Unfortunately the general public are not inclined towards these types of dogs, and with the current social attitudes towards animal control, over regulation, and political correctness, there seems to be no room for this type of animal. This is a great tragedy for the modern working dog, as the same elements of the character that brought these breeds to prominence as our guardians and protectors are the same ones that are now being frowned upon and labelled as undesirable and unacceptable.
Should this trend of misrepresenting, misunderstanding, and failing to breed towards these great traits continue it will be a very short period of time until we will see these working type breeds become nothing more than a tragic caricature of their former glorious selves.

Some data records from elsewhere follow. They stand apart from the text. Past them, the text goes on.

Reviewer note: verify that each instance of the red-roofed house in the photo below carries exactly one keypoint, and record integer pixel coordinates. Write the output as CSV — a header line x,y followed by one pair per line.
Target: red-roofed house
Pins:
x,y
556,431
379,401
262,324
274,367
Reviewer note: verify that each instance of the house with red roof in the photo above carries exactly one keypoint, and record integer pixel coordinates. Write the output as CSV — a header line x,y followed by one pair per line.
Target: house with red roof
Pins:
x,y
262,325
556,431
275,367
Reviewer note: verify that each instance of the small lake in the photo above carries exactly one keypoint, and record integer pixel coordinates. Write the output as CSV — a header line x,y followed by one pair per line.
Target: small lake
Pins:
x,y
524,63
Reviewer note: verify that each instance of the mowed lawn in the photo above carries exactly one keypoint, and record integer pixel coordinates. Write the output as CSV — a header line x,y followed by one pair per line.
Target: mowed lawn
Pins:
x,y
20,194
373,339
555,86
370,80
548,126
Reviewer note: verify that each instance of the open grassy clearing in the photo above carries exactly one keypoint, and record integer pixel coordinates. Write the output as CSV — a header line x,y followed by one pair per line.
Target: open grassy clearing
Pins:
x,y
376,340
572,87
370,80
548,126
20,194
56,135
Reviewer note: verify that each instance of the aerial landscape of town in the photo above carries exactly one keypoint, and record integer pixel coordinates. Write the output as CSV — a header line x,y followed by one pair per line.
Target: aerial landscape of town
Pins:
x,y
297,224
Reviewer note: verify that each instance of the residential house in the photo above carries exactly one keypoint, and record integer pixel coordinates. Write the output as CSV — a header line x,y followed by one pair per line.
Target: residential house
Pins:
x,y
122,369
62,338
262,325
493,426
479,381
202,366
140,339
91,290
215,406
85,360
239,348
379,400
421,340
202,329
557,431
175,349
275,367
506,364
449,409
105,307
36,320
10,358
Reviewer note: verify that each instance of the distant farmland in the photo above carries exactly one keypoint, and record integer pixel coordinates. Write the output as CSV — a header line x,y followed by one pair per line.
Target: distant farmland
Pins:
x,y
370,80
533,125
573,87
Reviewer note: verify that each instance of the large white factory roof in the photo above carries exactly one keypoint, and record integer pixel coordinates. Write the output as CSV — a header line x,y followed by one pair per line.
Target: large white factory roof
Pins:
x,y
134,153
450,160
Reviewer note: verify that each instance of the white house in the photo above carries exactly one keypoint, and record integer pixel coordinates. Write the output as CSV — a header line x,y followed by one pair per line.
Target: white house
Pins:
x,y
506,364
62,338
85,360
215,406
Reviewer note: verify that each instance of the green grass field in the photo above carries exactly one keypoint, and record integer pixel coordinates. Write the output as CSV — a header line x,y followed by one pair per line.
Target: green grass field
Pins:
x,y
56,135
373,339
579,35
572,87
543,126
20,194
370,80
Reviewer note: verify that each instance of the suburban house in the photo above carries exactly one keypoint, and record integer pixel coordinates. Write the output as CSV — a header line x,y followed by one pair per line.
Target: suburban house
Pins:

Working dog breeders must exercise the utmost caution to ensure that sharpness is one of the traits that are preserved in their bloodlines – once it is gone it will most likely be gone forever, and remain irretrievable. We should all be extremely concerned when we see descendants of the once powerful working lines, a mere 2 or 3 generations removed, that are in no way representative of those lines in any way other than the head type, angulation or other conformation expression.
For the Rottweiler today, these attitudes have manifested themselves as a clear, very German Shepherd style delineation within the rottweiler community between working dogs and show dogs.
Working rottweiler breeders are few and far between, despite many claims by show breeders to the contrary; even in Germany you can count the number of working rottweiler breeders on your fingers (without using them twice), and this is the situation in the home of the ADRK!
Sure, today’s lifestyles, income earning activities and social structures require less working dog numbers (in the minds of the masses at least), but if we do not preserve the working Rottweiler it will soon disappear. It would be shameful for this to happen. We must take a leaf out of Japanese culture and their return to the martial arts (banned for a number of years prior to WWII) and their preservation as cultural treasures in the post war era – without this significant change in mind set, all those wonderful disciplines would be nothing more than drawings and writing in books of history.
Do not let our wonderful working dogs become extinct…..preserve the traits that make a good working dog!!!
Yes, an overwhelming YES; sharpness definitely has a place in the character make up of the modern rottweiler and working dog at large – it’s not the only trait but it is a very important one.